Paddling on, after the unsuccessful effort to photograph the villas, I came upon that small island described in an earlier post. This time I avoided the shore, for fear of again offending the resident great blue heron. They raise such an indignant fuss as they flap away on huge wings, with necks outstretched and legs dangling behind. Quite a sight. But they do have to eat. No “catch-and-release” fishing in heron-land!
Here on the right of the kayak is the Park’s Visitor’s Center. Again, not far from the area set aside for the villas. And the small island connected to the Center by an attractive wooden bridge and walkway. There were several picnic tables on the island last time I visited. A nice touch.

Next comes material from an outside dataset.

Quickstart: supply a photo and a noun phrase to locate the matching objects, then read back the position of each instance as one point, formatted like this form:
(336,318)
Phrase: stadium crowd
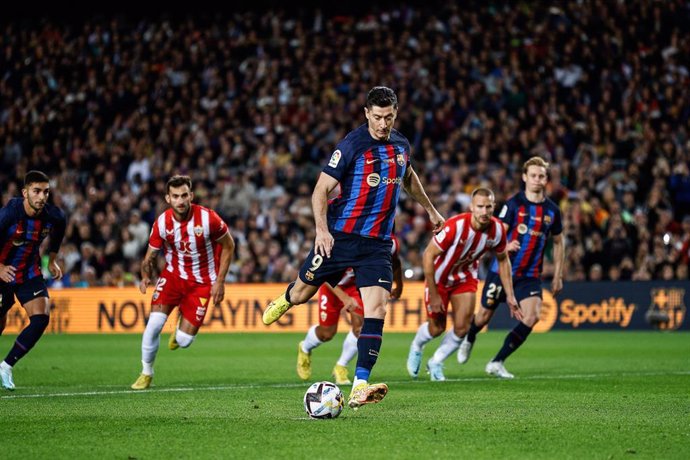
(250,105)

This whole Park is full of nice places like that. Where visitors can relax and enjoy their natural surrounding in relative comfort.
Well, almost done circumnavigating the Park. The GPS indicates I’ve been paddling for only about an hour and forty-five minutes. Hardly enough time.
So, instead of heading straight back under the bridge and to the site, I detoured to inspect the unusual sight you see in the photo above. Several trees sticking up out of the water quite a distance from shore!
Now, it’s not unusual to see the trunks and limbs of long-dead trees sticking out of the water here and there. But rarely this far from the shore. And these trees appeared to be flourishing!
I paddled closer and discovered protective wire mesh around the trunk of each tree. Extending from the base up to just above the water line. So, someone must be taking care of them. Could it be the trees have been planted purposely to warn boaters of the shallow water in that area? If so, what a great idea. They’re impossible to miss!
I’ll pack up and leave Dreher Island State Park late tomorrow morning. It’s always good to get back home after a camping trip. But I certainly hope to return here to enjoy the lake, the hiking trails, and this Park’s other facilities. Dreher Island State Park is another state treasure.